To address these problems, Smith and his team examined OHS vulnerability through four dimensions that can lead to an increased risk of injury:

  • the hazards workers face;
  • the workplace- or organizational-level protection they’re offered in the form of policies and practices;
  • their awareness of their health and safety rights and responsibilities; and
  • the extent to which they’re empowered to take part in work-related injury prevention and to refuse unsafe work.

Finding the right questions

Using these dimensions, the research team defined vulnerability as arising when workers are exposed to hazards in combination with inadequate workplace policies and procedures and/or low OHS awareness and/or a workplace culture that discourages workers’ participation in injury prevention. Turning to the literature, Smith and his team came up with a list of 97 potential questions covering the four dimensions. Then, thanks to feedback from focus groups held in Ontario and in the state of Victoria, Australia (where this study was partly funded), the team further reduced the number of questions to 64.

The team then conducted a pilot survey with 328 respondents in Ontario and British Columbia, as well as a follow-up survey of 62 of these respondents. The process identified questions that did not have a high response rate, a high test-retest reliability (i.e. questions were not answered the same way even though nothing had in fact changed), or high correlation with similar items. These questions were removed, leaving 29 items in the final survey (see below for the full list of questions).

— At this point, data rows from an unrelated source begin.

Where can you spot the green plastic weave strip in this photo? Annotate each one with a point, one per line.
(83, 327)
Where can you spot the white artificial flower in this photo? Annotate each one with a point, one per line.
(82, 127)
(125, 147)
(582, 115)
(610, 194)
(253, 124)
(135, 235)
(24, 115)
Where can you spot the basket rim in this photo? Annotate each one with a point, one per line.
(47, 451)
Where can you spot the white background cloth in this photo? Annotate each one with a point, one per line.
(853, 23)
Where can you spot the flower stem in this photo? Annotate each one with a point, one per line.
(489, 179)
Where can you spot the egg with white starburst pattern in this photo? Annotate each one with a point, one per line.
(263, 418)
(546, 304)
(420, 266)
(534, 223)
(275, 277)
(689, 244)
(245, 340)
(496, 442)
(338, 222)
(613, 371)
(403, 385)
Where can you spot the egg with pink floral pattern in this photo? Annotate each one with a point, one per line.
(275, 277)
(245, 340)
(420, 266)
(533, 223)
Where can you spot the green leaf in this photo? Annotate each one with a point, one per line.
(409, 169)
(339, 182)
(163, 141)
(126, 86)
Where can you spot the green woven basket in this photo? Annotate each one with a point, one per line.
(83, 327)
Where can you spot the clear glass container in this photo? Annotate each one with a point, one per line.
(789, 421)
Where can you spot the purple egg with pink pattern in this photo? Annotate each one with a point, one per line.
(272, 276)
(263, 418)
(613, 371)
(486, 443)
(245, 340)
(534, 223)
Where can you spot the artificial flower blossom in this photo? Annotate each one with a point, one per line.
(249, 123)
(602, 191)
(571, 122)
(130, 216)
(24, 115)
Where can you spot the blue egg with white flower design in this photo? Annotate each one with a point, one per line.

Using this measure, Smith and his team examined whether groups labelled as “vulnerable” are vulnerable in similar ways. They found that, while some groups are vulnerable across all dimensions (e.g. young workers), other groups like workers in small businesses and newcomers are more vulnerable in some dimensions than others.

For example, workers in small businesses are more likely to be exposed to workplace hazards and inadequate workplace policies and procedures. But they are no more likely to be exposed to cultures that discourage worker participation.

A measure like ours can be used both at one point in time to measure vulnerability in the labour force, and over time to measure changes in vulnerability before and after a program is introduced, says Smith. With respect to the latter, Smith recently received a grant to use the measure to examine changes in OHS vulnerability in Ontario associated with the introduction in July 2014 of mandatory awareness training for all workers and supervisors in the province.

Note: The online version of this article was updated in August 2015 to include the link to the open-access article in the journal Accident Analysis & Prevention on the development of the vulnerability measure.